Yersinia pestis life history Yersinia pestis is a causative agent of systemic invasive infection, often called plague. Yersinia pestis is a very lethal pathogen and may cause serious illness or death during infection unless antibiotics are administered. In the past, the plague caused a devastating epidemic in three modern history; the Chadianston plague spread to the Mediterranean from the Middle East in the 6th and 8th centuries killing about 25% of the population under the Alps. .
Plague is caused by plague infected by fleas. Fleas spread predominantly through rodent related fleas in rodents and other mammalian hosts. Normally, vampire flea acquires Yersinia pestis from infected rodents. Bacteria grow and accumulate, possibly blocking the digestive tract in the intestines of fleas. When an infected fleas leap into another mammal, preferably a rodent, it causes the bacteria to be transmitted to the new host by backflowing the condensed blood from the gastrointestinal obstruction 4. When an infected flea tries to eat humans it infects humans with plague and causes human plague in the form of plague or lung plague. Traditionally, human fleas rarely accumulate Yersinia pestis.
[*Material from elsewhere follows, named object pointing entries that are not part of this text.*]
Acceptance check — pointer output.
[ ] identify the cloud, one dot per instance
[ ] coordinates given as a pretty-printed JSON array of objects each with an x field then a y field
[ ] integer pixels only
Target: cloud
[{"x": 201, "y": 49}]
Plague is an acute infection caused by Yersinia pestis and is still prevalent in indigenous rodent populations in South America, North America, Africa, and Central Asia. In epidemic diseases, plague spreads to humans through ingestion of the Orient or India and human flea bites. The flea's main host is black urban mouse and brown sewer mice. Pest is also transmitted in the form of pneumonia. Yersinia pestis is a highly pathogenic organism for humans and animals, and in the past, the death rate of antibiotics was very high. This epidemic is also important militarily and is listed as a Class A bioterrorist by the Centers for Disease Control and Prevention.
Oriental cockroaches (Xenopsylla cheopis) infected with Yersinia pestis are shown as dark matter in the intestines. The foregut of the flea is blocked by the Bacillus bacillus biofilm; when trying to eat a flea infected host, the plague returns to the wound and causes infection. In the Middle Ages, medical knowledge was stagnant. The most prestigious statement at the time was from the medical department of Paris, and according to the report of King French, he accused heaven. This report has become the first and most widely prevalent series of plague aimed at advising patients. Plague is caused by harsh air and is the most widely accepted theory. Today, this is called gas theory.